ENISA expands European role in global vulnerability tracking system

European Union Agency for Cybersecurity has onboarded four additional organisations into the global Common Vulnerabilities and Exposures Program as CVE Numbering Authorities.

The organisations joined under ENISA Root, a coordination structure established after ENISA became a CVE Root authority for European entities in November 2025.

The CVE system is used internationally to identify and catalogue publicly disclosed cybersecurity vulnerabilities. Each vulnerability receives a standardised identifier, allowing governments, vendors, researchers, and security teams to coordinate responses using the same reference system.

The expansion increases Europe’s operational role within that infrastructure. According to ENISA, seven existing European authorities have already transitioned from MITRE coordination to ENISA Root, alongside the four newly onboarded organisations.

The development comes as vulnerability management is becoming more demanding operationally. ENISA linked the expansion to concerns that advanced AI systems are accelerating both vulnerability discovery and exploitation, compressing the time between identifying a flaw and weaponising it.
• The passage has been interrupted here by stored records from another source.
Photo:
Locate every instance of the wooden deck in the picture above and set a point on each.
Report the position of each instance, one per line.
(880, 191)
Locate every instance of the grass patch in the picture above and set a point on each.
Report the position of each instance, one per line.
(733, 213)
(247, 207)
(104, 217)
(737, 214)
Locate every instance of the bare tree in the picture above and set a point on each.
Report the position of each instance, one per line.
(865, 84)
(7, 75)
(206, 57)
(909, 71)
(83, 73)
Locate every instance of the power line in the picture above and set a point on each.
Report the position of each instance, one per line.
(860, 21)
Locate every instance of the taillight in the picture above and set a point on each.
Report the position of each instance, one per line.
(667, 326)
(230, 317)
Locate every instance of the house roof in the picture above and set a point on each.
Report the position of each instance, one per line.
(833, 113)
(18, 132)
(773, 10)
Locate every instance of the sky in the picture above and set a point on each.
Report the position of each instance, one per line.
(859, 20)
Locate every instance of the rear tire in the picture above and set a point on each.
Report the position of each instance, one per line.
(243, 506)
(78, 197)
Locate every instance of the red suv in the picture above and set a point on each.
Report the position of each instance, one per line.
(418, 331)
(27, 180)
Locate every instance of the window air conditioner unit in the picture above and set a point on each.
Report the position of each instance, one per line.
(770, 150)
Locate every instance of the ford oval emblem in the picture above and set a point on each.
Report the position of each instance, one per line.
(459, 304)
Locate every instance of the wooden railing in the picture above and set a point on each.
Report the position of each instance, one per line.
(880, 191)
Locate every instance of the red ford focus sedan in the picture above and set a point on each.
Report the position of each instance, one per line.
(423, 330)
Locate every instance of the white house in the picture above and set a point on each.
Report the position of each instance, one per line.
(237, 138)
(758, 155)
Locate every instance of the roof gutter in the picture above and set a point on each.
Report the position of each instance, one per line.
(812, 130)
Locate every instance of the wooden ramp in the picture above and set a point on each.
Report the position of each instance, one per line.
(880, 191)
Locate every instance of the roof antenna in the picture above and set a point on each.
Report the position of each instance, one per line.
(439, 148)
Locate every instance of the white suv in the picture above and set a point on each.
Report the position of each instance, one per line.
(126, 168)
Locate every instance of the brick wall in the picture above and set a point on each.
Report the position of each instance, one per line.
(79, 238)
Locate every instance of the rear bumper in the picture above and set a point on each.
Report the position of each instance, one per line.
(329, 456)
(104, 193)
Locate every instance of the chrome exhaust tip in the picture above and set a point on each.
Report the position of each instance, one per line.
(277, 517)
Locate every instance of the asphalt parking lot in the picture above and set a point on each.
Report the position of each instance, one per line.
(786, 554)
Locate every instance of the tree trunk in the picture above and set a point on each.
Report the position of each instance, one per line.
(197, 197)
A key issue is coordination capacity. The number of vulnerabilities reported globally continues to grow, while organisations increasingly depend on fast and standardised disclosure processes to manage security risks across software and network infrastructure.

ENISA stated that more organisations are expected to join in the coming weeks. The agency currently supports onboarding, training, and operational readiness processes for European CNAs within its scope.

Rather than creating a separate European vulnerability system, ENISA emphasised coordination with Cybersecurity and Infrastructure Security Agency and MITRE Corporation. The agency described its role as reinforcing the existing global vulnerability identification framework rather than fragmenting it into regional systems.